Em frente da minha casa, estavam o Sr. José Coelho Guerreiro e a esposa (D. Felismina), com a filha bebé a Maria Helena, a minha mãe com 11 catanadas (8 nas costas, 2 nos braços e uma no rosto, tendo o nariz ficado preso pelo lábio superior), a minha irmã e o meu avô que foi colocado num colchão na carroçaria da carrinha do Sr. José Guerreiro. Com o tio Augusto de pé na carroçaria a fazer protecção, seguimos para o Uíge. O filho mais velho do sr. José Guerreiro (José Cebola Guerreiro de sete anos), tinha ficado degolado à entrada da loja dos pais na rua de cima. Na cabine da carrinha de apenas 3 lugares, seguia o Sr. José a conduzir (ferido), a esposa (ferida) e filha, a minha mãe, a minha irmã, as minhas duas primas e eu. A minha mãe segurava o nariz com um roupão turco que ficou ensopado em sangue, bem assim como todos nós, pois das oito pessoas que iam na cabine três estavam feridas.

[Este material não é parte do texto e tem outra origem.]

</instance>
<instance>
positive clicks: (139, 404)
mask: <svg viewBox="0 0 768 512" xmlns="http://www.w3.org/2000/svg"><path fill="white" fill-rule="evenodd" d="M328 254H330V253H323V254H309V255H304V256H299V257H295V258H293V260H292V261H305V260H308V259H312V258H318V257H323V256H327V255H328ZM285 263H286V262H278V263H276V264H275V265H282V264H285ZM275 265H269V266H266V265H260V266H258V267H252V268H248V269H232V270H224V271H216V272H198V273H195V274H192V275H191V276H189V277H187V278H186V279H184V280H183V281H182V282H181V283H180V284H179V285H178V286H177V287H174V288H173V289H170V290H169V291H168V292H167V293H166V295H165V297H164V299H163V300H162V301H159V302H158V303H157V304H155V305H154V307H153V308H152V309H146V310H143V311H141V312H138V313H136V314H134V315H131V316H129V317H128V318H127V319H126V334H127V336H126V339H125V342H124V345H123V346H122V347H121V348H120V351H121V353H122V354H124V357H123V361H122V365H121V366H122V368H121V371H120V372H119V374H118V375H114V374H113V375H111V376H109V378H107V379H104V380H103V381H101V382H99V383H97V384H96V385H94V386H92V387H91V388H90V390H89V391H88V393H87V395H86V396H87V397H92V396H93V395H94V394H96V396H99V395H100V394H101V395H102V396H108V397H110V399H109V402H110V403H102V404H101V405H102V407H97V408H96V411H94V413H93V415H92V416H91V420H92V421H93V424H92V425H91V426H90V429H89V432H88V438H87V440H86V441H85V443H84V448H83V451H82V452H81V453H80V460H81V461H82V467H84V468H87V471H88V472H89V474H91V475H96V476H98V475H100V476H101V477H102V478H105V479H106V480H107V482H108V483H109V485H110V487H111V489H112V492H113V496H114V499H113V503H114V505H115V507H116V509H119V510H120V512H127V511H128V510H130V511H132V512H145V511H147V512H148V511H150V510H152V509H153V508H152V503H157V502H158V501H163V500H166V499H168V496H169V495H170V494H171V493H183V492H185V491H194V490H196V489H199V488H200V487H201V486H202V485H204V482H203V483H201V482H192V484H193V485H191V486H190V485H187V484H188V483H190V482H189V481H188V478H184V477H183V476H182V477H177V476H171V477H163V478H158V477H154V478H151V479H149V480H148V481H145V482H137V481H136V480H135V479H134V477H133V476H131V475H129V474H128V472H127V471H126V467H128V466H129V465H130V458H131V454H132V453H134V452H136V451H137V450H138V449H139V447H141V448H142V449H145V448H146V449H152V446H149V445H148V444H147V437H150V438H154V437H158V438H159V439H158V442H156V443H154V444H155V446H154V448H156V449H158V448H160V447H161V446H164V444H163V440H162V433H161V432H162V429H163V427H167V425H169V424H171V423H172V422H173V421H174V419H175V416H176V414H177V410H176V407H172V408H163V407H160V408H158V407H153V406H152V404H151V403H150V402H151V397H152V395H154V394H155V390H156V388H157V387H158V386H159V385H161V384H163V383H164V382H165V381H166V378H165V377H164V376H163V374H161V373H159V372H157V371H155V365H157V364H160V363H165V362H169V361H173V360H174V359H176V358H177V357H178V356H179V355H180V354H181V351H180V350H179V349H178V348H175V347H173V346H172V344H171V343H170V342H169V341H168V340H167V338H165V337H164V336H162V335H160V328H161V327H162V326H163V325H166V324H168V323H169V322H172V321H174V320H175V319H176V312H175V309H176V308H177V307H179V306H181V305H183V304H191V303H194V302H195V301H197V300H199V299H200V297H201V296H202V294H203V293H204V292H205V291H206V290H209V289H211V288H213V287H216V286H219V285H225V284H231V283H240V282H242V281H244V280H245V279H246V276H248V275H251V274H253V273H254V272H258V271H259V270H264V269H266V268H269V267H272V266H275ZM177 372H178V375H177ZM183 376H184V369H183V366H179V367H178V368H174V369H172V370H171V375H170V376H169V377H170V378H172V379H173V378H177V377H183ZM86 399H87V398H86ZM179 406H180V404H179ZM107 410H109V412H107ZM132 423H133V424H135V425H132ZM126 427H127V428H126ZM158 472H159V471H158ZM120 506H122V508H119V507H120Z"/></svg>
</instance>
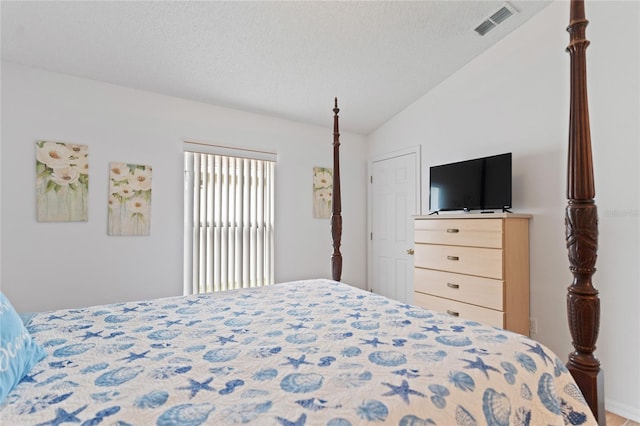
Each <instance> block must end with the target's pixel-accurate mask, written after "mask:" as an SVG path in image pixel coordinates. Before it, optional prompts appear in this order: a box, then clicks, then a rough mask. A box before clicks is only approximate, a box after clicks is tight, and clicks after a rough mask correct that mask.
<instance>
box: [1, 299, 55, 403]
mask: <svg viewBox="0 0 640 426" xmlns="http://www.w3.org/2000/svg"><path fill="white" fill-rule="evenodd" d="M45 356H46V352H45V351H44V349H43V348H42V346H40V345H39V344H37V343H36V342H35V341H34V340H33V338H32V337H31V334H29V332H28V331H27V329H26V328H25V327H24V324H23V323H22V320H21V319H20V316H18V314H17V313H16V311H15V309H13V306H12V305H11V302H9V299H7V298H6V297H5V295H4V294H3V293H2V292H0V404H1V403H2V401H4V399H5V398H6V397H7V395H9V393H10V392H11V390H13V388H14V387H15V385H17V384H18V382H19V381H20V380H22V378H23V377H24V376H25V375H26V374H27V373H29V371H31V369H32V368H33V366H34V365H36V364H37V363H38V362H39V361H40V360H42V359H43V358H44V357H45Z"/></svg>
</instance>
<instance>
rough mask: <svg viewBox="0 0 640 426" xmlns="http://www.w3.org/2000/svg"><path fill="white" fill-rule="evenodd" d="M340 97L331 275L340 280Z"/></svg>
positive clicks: (333, 200) (337, 126)
mask: <svg viewBox="0 0 640 426" xmlns="http://www.w3.org/2000/svg"><path fill="white" fill-rule="evenodd" d="M339 112H340V109H339V108H338V98H335V106H334V108H333V193H332V195H331V206H332V210H331V236H332V237H333V254H332V255H331V277H332V278H333V279H334V280H335V281H340V279H341V276H342V254H341V253H340V241H341V239H342V215H341V210H342V203H341V196H340V129H339V126H338V113H339Z"/></svg>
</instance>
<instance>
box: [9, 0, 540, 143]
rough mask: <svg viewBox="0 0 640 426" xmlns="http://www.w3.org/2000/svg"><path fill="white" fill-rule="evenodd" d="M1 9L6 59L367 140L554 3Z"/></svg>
mask: <svg viewBox="0 0 640 426" xmlns="http://www.w3.org/2000/svg"><path fill="white" fill-rule="evenodd" d="M0 4H1V6H0V7H1V9H0V13H1V19H2V59H3V60H5V61H10V62H15V63H20V64H24V65H30V66H35V67H39V68H43V69H47V70H51V71H58V72H62V73H67V74H72V75H76V76H80V77H85V78H90V79H94V80H100V81H104V82H109V83H114V84H119V85H123V86H128V87H133V88H137V89H142V90H149V91H153V92H158V93H162V94H166V95H171V96H178V97H182V98H187V99H193V100H197V101H202V102H207V103H211V104H215V105H220V106H225V107H231V108H237V109H242V110H245V111H252V112H258V113H263V114H269V115H273V116H277V117H283V118H287V119H293V120H297V121H301V122H305V123H311V124H316V125H320V126H330V125H331V123H332V112H331V109H332V108H333V97H334V96H337V97H338V99H339V103H340V107H341V110H342V112H341V114H340V115H341V129H342V130H344V131H351V132H356V133H361V134H369V133H370V132H372V131H373V130H375V129H376V128H377V127H379V126H380V125H381V124H383V123H384V122H385V121H387V120H389V119H390V118H391V117H393V116H394V115H395V114H397V113H398V112H400V111H401V110H403V109H404V108H405V107H407V106H408V105H410V104H411V103H412V102H414V101H415V100H416V99H418V98H419V97H421V96H422V95H424V94H425V93H427V92H428V91H429V90H430V89H431V88H433V87H434V86H436V85H437V84H438V83H440V82H441V81H442V80H444V79H445V78H446V77H448V76H449V75H451V74H453V73H454V72H455V71H456V70H458V69H460V68H461V67H462V66H464V65H465V64H466V63H468V62H469V61H470V60H471V59H473V58H474V57H475V56H477V55H478V54H480V53H481V52H482V51H484V50H485V49H487V48H488V47H489V46H491V45H492V44H494V43H495V42H496V41H498V40H500V39H501V38H502V37H504V36H505V35H506V34H508V33H509V32H511V31H512V30H513V29H515V28H517V27H518V26H519V25H521V24H522V23H524V22H525V21H526V20H528V19H529V18H530V17H531V16H533V15H535V14H536V13H538V12H539V11H540V10H542V9H543V8H544V7H546V6H547V5H549V4H550V1H533V2H532V1H511V2H509V4H510V5H511V6H512V7H513V8H514V9H516V10H517V11H518V13H516V14H515V15H513V16H512V17H510V18H508V19H507V20H506V21H505V22H504V23H503V24H501V25H500V26H498V27H497V28H495V29H494V30H492V31H490V32H489V33H488V34H487V35H486V36H484V37H480V36H478V35H477V34H476V33H475V32H474V31H473V30H474V28H475V27H476V26H477V25H479V24H480V23H481V22H482V21H483V20H484V19H485V18H487V17H488V16H489V15H491V14H492V13H493V12H495V11H496V10H497V9H498V8H499V7H500V6H502V5H504V4H505V3H504V2H502V1H490V0H486V1H484V0H483V1H451V0H449V1H415V2H405V1H366V2H355V1H342V2H334V1H317V2H316V1H288V2H284V1H281V2H266V1H260V2H245V1H242V2H241V1H224V2H223V1H200V2H196V1H177V2H165V1H154V2H147V1H144V2H143V1H124V2H123V1H119V2H116V1H106V2H101V1H72V2H62V1H45V2H31V1H6V0H3V1H2V2H1V3H0Z"/></svg>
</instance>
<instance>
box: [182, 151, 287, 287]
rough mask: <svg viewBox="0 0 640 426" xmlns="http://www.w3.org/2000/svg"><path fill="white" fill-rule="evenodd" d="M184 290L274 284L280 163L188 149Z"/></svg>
mask: <svg viewBox="0 0 640 426" xmlns="http://www.w3.org/2000/svg"><path fill="white" fill-rule="evenodd" d="M184 158H185V215H184V217H185V229H184V235H185V246H184V253H185V265H184V271H185V274H184V275H185V276H184V293H185V294H197V293H207V292H216V291H225V290H231V289H238V288H247V287H260V286H265V285H270V284H273V282H274V271H273V265H274V261H273V252H274V226H273V225H274V194H273V192H274V191H273V189H274V169H275V162H273V161H268V160H259V159H251V158H240V157H233V156H227V155H216V154H208V153H199V152H190V151H185V153H184Z"/></svg>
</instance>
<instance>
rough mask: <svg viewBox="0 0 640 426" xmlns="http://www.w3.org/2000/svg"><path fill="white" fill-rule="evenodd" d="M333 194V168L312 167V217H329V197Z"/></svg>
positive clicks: (322, 217)
mask: <svg viewBox="0 0 640 426" xmlns="http://www.w3.org/2000/svg"><path fill="white" fill-rule="evenodd" d="M332 196H333V170H332V169H330V168H327V167H314V168H313V217H314V218H318V219H328V218H330V217H331V199H332Z"/></svg>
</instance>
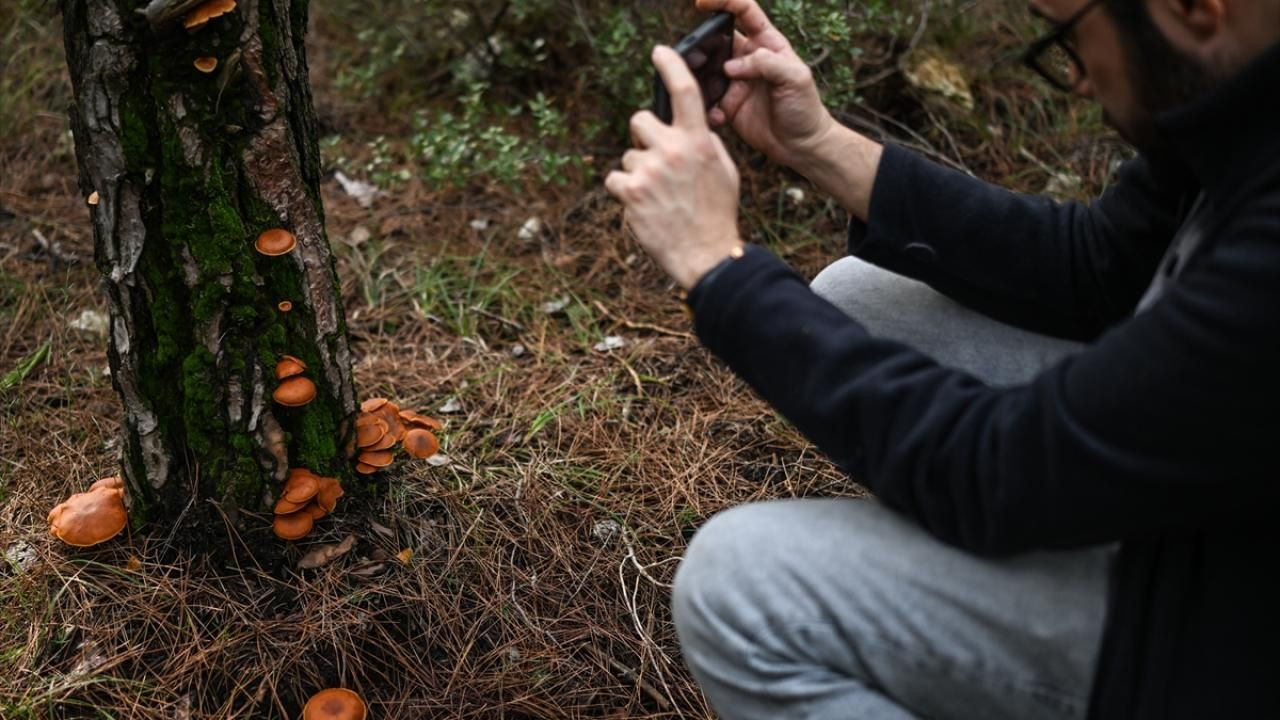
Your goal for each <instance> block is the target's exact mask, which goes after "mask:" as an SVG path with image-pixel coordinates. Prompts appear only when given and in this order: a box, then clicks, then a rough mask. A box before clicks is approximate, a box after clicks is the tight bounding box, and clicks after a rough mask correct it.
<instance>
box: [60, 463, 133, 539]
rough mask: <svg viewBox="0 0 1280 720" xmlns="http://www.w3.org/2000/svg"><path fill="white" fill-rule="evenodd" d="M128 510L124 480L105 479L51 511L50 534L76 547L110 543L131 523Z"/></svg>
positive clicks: (74, 495) (113, 477) (80, 493)
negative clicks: (119, 533)
mask: <svg viewBox="0 0 1280 720" xmlns="http://www.w3.org/2000/svg"><path fill="white" fill-rule="evenodd" d="M128 520H129V515H128V512H125V510H124V480H122V479H120V478H119V477H114V475H113V477H110V478H102V479H100V480H97V482H95V483H93V484H92V486H90V488H88V489H87V491H86V492H78V493H76V495H73V496H70V497H68V498H67V500H65V501H64V502H60V503H58V506H56V507H54V509H52V510H50V511H49V533H50V534H51V536H54V537H56V538H58V539H60V541H63V542H65V543H67V544H72V546H76V547H90V546H95V544H97V543H100V542H106V541H109V539H111V538H114V537H115V536H118V534H119V533H120V530H123V529H124V525H125V524H127V523H128Z"/></svg>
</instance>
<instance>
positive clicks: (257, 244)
mask: <svg viewBox="0 0 1280 720" xmlns="http://www.w3.org/2000/svg"><path fill="white" fill-rule="evenodd" d="M253 246H255V247H257V251H259V252H261V254H262V255H268V256H271V258H275V256H279V255H288V254H289V252H293V249H294V247H297V246H298V238H296V237H293V233H291V232H289V231H287V229H284V228H273V229H269V231H264V232H262V234H260V236H257V242H255V243H253Z"/></svg>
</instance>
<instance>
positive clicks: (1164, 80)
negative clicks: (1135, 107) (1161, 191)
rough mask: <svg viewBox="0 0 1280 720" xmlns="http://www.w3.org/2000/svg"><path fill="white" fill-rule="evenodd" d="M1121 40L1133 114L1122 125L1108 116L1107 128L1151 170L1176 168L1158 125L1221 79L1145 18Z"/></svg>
mask: <svg viewBox="0 0 1280 720" xmlns="http://www.w3.org/2000/svg"><path fill="white" fill-rule="evenodd" d="M1123 35H1124V36H1125V46H1126V47H1125V50H1126V53H1128V55H1129V58H1128V60H1129V68H1130V70H1129V72H1130V81H1132V83H1133V87H1134V100H1135V106H1137V110H1135V113H1134V115H1135V117H1133V118H1126V119H1120V118H1116V117H1115V115H1112V114H1110V113H1106V114H1105V115H1106V122H1107V124H1110V126H1111V127H1114V128H1115V129H1116V131H1117V132H1119V133H1120V136H1121V137H1123V138H1125V141H1128V142H1129V143H1130V145H1133V146H1134V147H1137V149H1138V151H1139V152H1142V154H1143V155H1144V156H1146V158H1147V159H1148V161H1151V164H1152V165H1165V167H1169V165H1172V164H1179V158H1178V151H1176V147H1175V146H1174V142H1172V138H1171V137H1169V133H1167V132H1166V131H1165V129H1164V128H1162V127H1161V126H1160V123H1158V122H1157V119H1158V118H1160V115H1162V114H1165V113H1171V111H1175V110H1180V109H1183V108H1185V106H1188V105H1190V104H1193V102H1196V101H1197V100H1201V99H1203V97H1204V96H1207V95H1208V94H1210V92H1211V91H1212V90H1213V88H1215V86H1216V85H1217V79H1219V78H1217V77H1215V73H1213V72H1212V70H1211V68H1208V67H1206V65H1204V64H1202V63H1201V61H1198V60H1197V59H1194V58H1192V56H1189V55H1187V54H1184V53H1181V51H1180V50H1178V49H1176V47H1174V45H1172V44H1171V42H1169V38H1166V37H1165V36H1164V33H1161V32H1160V29H1158V28H1157V27H1156V26H1155V23H1152V22H1151V19H1149V17H1146V18H1143V19H1142V20H1140V22H1139V23H1137V27H1132V28H1130V29H1129V32H1124V33H1123Z"/></svg>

A viagem até ao Uíge decorreu sem incidentes e ao chegarmos ao Hospital, já lá estava o Dr. Almeida Santos (Dr. Talambanza como era conhecido) à espera, tendo sido a primeira pessoa a socorrer a minha mãe, aplicando-lhe logo uma injecção à entrada do Hospital.
Quando o meu pai chegou ao Quitexe, já se tinha dado o ataque e já nós tínhamos seguido para o Uíge. Como houve mobilização geral, nenhum homem mais foi autorizado a abandonar o Quitexe. Ficou 15 dias sem saber de nós, e nós sem sabermos dele.